Droit à se défendre d’Israël

Bien qu’Emmanuel Macron ait reconnu le «droit à se défendre» d’Israël tout en exprimant «sa préoccupation au sujet des civils à Gaza», Bernard-Henri Lévy a estimé sur BFM TV que la France devait se ranger du côté de l’État hébreu dans le conflit au Proche-Orient. Le philosophe dénonce «une provocation» de la part du Hamas.

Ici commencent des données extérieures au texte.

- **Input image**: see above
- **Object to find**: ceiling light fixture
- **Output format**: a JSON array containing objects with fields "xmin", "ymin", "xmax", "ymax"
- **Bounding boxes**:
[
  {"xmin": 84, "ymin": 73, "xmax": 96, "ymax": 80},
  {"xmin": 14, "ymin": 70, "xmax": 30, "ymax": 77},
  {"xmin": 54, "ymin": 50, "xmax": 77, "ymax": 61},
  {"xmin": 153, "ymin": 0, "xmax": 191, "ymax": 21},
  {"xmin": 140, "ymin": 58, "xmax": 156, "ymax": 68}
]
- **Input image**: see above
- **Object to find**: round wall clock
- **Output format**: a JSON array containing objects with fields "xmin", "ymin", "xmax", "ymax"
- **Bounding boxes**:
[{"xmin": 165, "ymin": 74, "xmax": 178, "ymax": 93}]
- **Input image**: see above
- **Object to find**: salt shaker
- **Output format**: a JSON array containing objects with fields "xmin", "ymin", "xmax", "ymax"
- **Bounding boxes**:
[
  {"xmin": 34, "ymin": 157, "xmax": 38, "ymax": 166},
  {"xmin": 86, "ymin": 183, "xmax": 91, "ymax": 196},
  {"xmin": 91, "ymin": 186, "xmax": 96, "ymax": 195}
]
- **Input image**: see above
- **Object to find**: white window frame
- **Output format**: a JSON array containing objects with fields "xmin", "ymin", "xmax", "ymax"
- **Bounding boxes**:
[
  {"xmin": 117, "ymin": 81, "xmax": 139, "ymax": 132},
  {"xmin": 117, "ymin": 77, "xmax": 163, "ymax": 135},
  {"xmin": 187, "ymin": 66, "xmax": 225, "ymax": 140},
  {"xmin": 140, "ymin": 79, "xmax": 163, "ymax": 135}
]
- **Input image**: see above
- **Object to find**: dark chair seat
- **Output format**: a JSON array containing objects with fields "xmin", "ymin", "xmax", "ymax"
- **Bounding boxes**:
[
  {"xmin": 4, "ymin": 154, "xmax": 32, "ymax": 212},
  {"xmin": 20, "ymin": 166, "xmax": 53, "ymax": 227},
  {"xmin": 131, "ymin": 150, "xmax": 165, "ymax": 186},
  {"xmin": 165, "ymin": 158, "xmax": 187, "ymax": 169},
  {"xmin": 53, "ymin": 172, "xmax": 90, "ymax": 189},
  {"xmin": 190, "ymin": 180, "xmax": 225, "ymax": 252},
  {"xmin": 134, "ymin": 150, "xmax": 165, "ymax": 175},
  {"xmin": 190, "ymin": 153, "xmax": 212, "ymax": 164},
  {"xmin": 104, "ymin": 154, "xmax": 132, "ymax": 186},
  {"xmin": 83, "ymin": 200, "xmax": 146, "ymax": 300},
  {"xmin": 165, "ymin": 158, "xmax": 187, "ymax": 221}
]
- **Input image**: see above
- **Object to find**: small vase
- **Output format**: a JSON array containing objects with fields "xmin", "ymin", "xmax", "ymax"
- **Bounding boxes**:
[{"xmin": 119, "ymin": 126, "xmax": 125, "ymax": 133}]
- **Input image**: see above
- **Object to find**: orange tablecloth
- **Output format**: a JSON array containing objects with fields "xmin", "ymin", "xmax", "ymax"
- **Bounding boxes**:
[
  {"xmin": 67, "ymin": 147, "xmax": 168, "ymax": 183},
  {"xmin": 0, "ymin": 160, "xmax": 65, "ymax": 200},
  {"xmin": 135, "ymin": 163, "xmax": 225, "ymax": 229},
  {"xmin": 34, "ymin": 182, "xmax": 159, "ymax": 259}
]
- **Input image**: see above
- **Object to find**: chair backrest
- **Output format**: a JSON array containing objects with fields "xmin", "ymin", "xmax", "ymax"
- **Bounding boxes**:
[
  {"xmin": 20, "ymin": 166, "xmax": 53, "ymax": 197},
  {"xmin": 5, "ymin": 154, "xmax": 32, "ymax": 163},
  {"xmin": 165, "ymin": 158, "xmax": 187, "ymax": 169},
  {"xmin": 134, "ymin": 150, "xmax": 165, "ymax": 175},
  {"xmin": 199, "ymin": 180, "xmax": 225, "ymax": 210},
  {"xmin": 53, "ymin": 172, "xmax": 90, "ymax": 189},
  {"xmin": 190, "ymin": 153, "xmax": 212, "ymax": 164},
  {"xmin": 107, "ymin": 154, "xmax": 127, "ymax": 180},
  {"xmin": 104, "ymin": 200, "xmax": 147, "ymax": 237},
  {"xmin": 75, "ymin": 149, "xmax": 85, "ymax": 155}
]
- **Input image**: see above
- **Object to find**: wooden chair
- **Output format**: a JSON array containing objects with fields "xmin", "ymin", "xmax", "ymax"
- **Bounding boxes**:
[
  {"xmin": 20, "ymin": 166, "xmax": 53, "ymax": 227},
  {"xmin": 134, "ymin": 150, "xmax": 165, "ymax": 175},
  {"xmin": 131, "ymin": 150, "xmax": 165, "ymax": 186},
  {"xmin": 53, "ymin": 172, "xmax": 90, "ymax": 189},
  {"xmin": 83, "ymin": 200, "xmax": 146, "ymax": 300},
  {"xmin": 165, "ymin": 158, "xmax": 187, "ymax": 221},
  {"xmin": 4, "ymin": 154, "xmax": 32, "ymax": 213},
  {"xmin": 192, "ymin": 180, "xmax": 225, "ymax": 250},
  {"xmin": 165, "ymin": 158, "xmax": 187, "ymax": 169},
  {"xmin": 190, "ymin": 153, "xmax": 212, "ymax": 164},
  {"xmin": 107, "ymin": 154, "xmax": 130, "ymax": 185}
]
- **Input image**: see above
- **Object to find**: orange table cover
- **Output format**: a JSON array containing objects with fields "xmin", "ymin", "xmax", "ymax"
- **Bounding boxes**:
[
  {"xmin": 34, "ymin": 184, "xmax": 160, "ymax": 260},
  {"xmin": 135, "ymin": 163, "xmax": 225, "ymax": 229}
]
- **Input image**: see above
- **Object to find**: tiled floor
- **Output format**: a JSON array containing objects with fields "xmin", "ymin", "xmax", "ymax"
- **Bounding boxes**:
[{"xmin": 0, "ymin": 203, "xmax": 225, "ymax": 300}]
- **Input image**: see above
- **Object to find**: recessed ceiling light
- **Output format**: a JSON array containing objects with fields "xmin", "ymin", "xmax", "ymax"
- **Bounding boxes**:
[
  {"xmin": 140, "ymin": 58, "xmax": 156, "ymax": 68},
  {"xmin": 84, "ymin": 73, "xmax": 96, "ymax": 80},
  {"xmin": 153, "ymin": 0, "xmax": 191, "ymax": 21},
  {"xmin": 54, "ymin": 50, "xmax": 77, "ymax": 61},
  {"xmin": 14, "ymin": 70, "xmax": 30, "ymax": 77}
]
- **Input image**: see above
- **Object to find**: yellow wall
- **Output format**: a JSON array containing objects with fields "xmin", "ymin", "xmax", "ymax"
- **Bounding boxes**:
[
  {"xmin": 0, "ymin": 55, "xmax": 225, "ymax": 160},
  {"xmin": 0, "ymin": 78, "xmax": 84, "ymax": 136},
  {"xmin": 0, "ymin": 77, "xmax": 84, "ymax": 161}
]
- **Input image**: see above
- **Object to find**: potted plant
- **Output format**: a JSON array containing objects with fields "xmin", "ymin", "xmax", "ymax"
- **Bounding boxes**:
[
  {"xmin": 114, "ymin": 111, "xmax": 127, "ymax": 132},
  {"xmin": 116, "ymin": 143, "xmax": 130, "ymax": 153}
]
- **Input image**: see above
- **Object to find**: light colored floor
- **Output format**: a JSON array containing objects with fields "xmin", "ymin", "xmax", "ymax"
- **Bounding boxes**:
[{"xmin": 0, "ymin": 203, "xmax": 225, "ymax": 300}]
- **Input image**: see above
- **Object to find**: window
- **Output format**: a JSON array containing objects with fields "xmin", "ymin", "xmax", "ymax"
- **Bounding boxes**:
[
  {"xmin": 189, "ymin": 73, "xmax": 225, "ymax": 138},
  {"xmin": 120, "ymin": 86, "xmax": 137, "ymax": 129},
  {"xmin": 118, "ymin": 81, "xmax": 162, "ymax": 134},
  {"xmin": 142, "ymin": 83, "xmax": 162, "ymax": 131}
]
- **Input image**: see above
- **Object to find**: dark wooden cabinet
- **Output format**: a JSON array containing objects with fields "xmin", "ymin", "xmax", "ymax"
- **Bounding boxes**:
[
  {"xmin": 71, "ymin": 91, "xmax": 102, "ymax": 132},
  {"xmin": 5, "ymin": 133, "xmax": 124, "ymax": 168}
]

​«La France ne peut pas chez elle combattre l’islamisme radical, combattre le séparatisme, les mortiers d’artifice tirés contre ses forces de police, et ne pas se tenir en même temps aux côtés d’une autre démocratie, une grande démocratie, Israël, qui ne reçoit pas des mortiers d’artifice mais des obus de mortiers réels. Bien sûr qu’elle doit se tenir aux côtés d’Israël», a assuré l’écrivain.

Le philosophe tient le Hamas pour responsable de cette flambée de violences, car, selon lui, c’est ce mouvement qui «a décidé de balancer une pluie de roquettes sur Israël». «Une provocation au détriment du peuple palestinien lui-même, et des civils israéliens», selon Bernard-Henri Lévy.

Pour lui, l’expulsion de familles palestiniennes de leurs maisons situées à Jérusalem-Est dans le contexte de la construction et de l’expansion des colonies israéliennes qui avait déclenché des manifestations dans la ville ne peut justifier les actions du Hamas.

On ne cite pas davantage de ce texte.